One way to understand how built-in objects like dictionary, list, set etc work is to build
custom data structures based on them. Python provides several mixin classes in the
collection.abc
module to design custom data structures that look and act like built-in
structures with additional functionalities baked in.
Concepts
To understand how all these work, you’ll need a fair bit of knowledge about Interfaces,
Abstract Base Classes, Mixin Classes etc. I’ll build the concept edifice layer by layer
where you’ll learn about interfaces first and how they can be created and used via the
abc.ABC
class. Then you’ll learn how abstract base classes differ from interfaces. After
that I’ll introduce mixins and explain how all these concepts can be knitted together to
architect custom data structures with amazing capabilities. Let’s dive in.
Interfaces
Python interfaces can help you write classes based on common structures. They ensure that classes that provide similar functionalities will also have similar footprints. Interfaces are not as popular in Python as they are in other statically typed language. The dynamic nature and duck-typing capabilities of Python often make them redundant.
However, in larger applications, interfaces can make you avoid writing code that is poorly encapsulated or build classes that look awfully similar but provide completely unrelated functionalities. Moreover, interfaces implicitly spawn other powerful techniques like mixin classes which can help you achieve DRY nirvana.
Overview
At a high level, an interface acts as a blueprint for designing classes. In Python, an interface is a specialized abstract class that defines one or more abstract methods. Abstract classes differs from concrete classes in the sense that they aren’t intended to stand on their own and the methods they define shouldn’t have any implementation.
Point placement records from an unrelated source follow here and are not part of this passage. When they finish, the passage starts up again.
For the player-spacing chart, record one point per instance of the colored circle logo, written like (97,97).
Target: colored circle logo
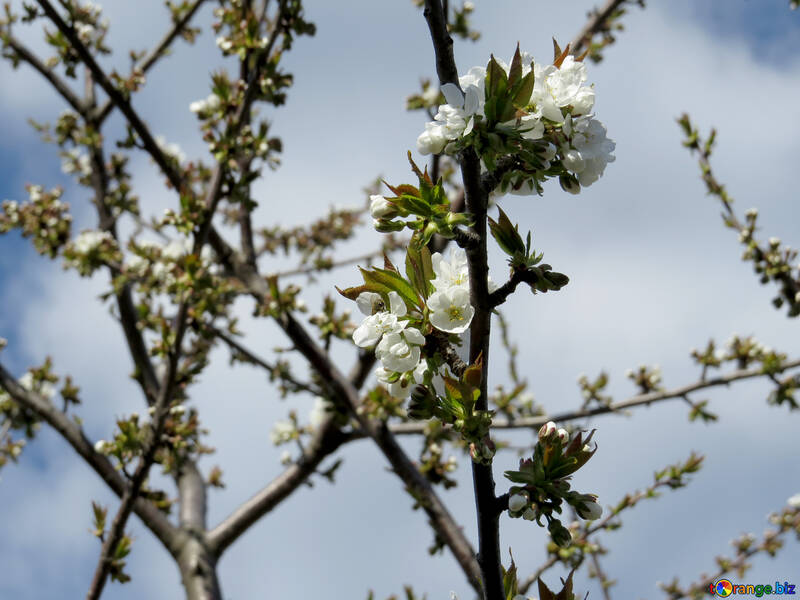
(723,588)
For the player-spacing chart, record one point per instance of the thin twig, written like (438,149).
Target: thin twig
(58,84)
(342,391)
(326,440)
(72,433)
(157,52)
(638,400)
Usually, you inherit from an interface and implement the methods defined in the abstract class in a concrete subclass. Interfaces provide the skeletons and concrete classes provide the implementation of the methods based on those skeletons. Depending on the ways you can architect interfaces, they can be segmented into two primary categories.
- Informal Interfaces
- Formal Interfaces
Informal interfaces
Informal interfaces are classes which define methods that can be overridden, but there’s no strict enforcement.
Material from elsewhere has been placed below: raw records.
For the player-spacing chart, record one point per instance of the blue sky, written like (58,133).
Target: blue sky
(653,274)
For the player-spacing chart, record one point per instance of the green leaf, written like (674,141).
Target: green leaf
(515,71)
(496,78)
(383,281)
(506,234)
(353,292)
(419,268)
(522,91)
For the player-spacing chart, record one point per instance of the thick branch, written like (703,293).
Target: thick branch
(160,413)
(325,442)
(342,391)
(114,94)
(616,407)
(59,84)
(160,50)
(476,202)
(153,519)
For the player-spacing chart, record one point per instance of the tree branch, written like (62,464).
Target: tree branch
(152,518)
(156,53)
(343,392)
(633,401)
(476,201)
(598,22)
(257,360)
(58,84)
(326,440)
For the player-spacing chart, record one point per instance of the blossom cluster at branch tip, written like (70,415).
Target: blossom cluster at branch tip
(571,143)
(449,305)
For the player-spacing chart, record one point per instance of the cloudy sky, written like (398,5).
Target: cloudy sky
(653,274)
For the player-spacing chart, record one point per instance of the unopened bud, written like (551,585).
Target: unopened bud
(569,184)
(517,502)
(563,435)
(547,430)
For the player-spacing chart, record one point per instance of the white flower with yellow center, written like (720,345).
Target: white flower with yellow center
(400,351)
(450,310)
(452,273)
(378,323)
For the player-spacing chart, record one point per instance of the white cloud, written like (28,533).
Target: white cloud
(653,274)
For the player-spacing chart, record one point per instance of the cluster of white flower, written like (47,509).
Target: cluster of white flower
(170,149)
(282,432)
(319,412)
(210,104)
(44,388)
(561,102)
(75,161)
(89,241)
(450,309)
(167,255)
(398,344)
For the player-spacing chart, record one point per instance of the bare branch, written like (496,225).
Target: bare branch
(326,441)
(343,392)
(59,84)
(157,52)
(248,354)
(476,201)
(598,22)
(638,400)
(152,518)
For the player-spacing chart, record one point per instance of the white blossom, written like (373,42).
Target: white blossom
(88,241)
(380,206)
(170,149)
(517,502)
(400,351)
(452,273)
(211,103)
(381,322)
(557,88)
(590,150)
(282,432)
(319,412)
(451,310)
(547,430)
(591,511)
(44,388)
Let’s write an informal interface for a simple calculator class:
class ICalc:
"""Informal Interface: Abstract calculator class."""
def add(self, a, b):
raise NotImplementedError
def sub(self, a, b):
raise NotImplementedError
def mul(self, a, b):
raise NotImplementedError
def div(self, a, b):
raise NotImplementedError
Notice that the ICalc
class has four different methods that don’t give you any
implementation. It’s an informal interface because you can still instantiate the class but
the methods will raise NotImplementedError
if you try to apply them. You’ve to subclass
the interface to use it. Let’s do it:
class Calc(ICalc):
"""Concrete Class: Calculator"""
def add(self, a, b):
return a + b
def sub(self, a, b):
return a - b
def mul(self, a, b):
return a * b
def div(self, a, b):
return a / b
# Using the class
c = Calc()
print(c.add(1, 2))
print(c.sub(2, 3))
print(c.mul(4, 5))
print(c.div(5, 6))
3
-1
20
0.8333333333333334
Now, you might be wondering why you even need all of these boilerplate code and inheritance
when you can directly define the concrete Calc
class and call it a day.
Consider the following scenario where you want to add additional functionalities to each of
the method of the Calc
class. Here, you’ve two options. Either you can mutate the original
class and add those extra functionalities to the methods or you can create another class
with similar footprint and implement all the methods with the added functionalities.
The first option isn’t always viable and can cause regression in real life scenario. The second approach ensures modularity and is generally quicker to implement since you won’t have to worry about messing up the original concrete class. However, figuring out which methods you’ll need to implement in the extended class can be hard because the concrete class might have additional methods that you don’t want in the extended class.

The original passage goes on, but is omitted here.